The most significant impact of a trade war would be on the price of clean energy worldwide. If US-made turbines were the only ones with access to the US market, and European turbines in Europe, domestic manufacturers would demand higher prices. The single most pressing issue for the industry is to drive down the cost of clean energy, relentlessly and over a sustained period. This is as true for wind as it is for solar as it is for bioenergy, and anything which interferes with this process is to be deplored.

Higher clean energy costs would make international agreement on emission reductions much more difficult than it already is. For developed countries to meet 2020 targets for renewable energy use and emission reductions, they are going to need all the cheap turbines and solar modules they can get their hands on. The higher the costs of switching, the harder it is for Western politicians to persuade their voters of the need to shift to a low-carbon economy.

Meanwhile Beijing, denied access to global markets, would no doubt reassess its huge investment in wind and solar.

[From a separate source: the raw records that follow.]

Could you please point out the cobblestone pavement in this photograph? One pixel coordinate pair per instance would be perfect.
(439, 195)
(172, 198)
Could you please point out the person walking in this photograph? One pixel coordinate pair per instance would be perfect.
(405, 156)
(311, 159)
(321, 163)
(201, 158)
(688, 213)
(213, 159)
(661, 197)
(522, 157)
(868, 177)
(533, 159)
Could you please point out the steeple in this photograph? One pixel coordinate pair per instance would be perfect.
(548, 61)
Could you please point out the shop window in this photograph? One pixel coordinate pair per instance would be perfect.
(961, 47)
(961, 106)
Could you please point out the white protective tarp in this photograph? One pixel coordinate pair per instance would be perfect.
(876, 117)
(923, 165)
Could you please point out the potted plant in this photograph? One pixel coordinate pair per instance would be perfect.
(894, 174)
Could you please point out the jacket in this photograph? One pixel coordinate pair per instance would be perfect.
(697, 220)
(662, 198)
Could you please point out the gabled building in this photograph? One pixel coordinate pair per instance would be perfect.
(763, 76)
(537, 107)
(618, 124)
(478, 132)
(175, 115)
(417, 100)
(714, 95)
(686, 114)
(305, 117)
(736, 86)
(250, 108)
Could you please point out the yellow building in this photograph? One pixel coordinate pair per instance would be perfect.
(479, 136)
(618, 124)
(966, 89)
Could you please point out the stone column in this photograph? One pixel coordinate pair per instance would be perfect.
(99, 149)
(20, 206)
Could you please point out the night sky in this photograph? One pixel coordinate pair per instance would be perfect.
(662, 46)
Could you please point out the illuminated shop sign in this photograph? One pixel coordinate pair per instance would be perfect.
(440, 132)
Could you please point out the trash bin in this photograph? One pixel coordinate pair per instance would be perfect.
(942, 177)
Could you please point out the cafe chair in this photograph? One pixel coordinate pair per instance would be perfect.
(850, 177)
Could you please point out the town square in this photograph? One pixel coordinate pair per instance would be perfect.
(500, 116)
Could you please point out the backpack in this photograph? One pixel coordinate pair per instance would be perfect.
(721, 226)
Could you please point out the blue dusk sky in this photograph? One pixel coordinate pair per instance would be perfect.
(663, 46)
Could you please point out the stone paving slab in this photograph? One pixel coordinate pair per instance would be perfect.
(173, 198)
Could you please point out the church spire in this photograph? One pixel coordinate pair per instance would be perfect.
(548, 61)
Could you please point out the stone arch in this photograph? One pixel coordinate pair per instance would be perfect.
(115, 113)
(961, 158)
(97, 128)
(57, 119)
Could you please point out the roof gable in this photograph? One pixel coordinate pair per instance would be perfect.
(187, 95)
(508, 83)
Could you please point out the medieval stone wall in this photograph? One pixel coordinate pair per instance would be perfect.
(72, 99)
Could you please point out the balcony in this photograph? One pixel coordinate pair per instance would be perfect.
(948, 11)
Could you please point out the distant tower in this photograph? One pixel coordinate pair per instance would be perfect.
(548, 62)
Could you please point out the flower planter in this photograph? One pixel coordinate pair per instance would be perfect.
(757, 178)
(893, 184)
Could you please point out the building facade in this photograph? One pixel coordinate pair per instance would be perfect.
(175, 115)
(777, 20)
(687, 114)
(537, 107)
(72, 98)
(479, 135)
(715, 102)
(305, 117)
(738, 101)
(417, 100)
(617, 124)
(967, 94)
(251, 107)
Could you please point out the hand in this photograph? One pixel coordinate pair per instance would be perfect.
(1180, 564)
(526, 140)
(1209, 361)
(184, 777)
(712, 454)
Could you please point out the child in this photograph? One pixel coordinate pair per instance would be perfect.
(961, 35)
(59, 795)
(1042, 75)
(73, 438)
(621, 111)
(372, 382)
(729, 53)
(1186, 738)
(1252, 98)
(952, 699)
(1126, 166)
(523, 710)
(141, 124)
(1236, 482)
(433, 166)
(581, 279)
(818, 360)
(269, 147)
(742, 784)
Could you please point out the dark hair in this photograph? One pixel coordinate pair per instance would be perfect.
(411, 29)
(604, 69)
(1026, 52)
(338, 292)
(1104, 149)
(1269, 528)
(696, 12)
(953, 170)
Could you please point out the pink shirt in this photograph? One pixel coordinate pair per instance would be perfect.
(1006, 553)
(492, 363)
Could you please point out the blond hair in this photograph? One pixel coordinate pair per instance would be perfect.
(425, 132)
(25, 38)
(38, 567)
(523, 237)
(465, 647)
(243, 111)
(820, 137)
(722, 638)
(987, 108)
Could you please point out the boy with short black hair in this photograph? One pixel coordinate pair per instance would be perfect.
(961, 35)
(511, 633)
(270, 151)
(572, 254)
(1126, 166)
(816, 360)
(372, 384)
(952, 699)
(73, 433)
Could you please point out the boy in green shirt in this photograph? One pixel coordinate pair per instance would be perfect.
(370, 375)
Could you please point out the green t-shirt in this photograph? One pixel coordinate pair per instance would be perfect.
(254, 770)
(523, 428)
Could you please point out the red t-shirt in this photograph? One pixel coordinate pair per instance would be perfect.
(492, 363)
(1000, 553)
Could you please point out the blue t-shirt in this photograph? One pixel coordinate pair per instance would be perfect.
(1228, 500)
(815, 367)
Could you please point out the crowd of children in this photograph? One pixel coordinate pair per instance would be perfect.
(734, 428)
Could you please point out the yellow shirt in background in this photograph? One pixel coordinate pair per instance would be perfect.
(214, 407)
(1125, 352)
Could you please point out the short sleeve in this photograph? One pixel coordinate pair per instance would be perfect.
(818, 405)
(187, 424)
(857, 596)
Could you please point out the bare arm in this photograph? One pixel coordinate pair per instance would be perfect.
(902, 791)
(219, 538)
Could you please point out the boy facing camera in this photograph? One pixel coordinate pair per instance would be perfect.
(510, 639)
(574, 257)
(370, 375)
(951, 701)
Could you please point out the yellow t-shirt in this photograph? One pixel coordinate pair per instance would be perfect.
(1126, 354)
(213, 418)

It could well decide that its commitment to reducing its economy’s carbon intensity must be pushed further down the agenda and even greater priority given to old-fashioned, coal-fuelled industrial development. It is an ugly scenario.

In any case, the skirmishes between the US and China over clean energy equipment are a sideshow compared to the much bigger question of exchange rates.

China’s foreign exchange reserves reached $2.45 trillion by the summer of 2010, up from $165bn just a decade earlier, driven in large part by official dollar purchases. With the risk of imminent financial meltdown apparently receding, US Treasury Secretary Tim Geithner has returned to his favourite topic, the undervaluation of China’s yuan, making increasingly strident statements on the matter.

Were the yuan to be allowed to float up to its purchase-power-parity rate of between four and five to the dollar, rather than 6.75, its solar cells and turbines would not seem so cheap. The clean energy industry would do well to avoid getting into a sector-specific trade war, and should instead push aggressively for the liberalisation of trade and exchange rates, and for aggressive, but fair competition.

At the Bloomberg New Energy Finance Summit in London in March, Vestas put forward its vision for a “Sustainable Energy Free Trade Area” (SEFTA) to ensure the most competitive worldwide market for clean energy products, services and commodities. Eliminate subsidies. Eliminate tariffs. Agree technological standards.

Now there’s a battle-cry worth heeding.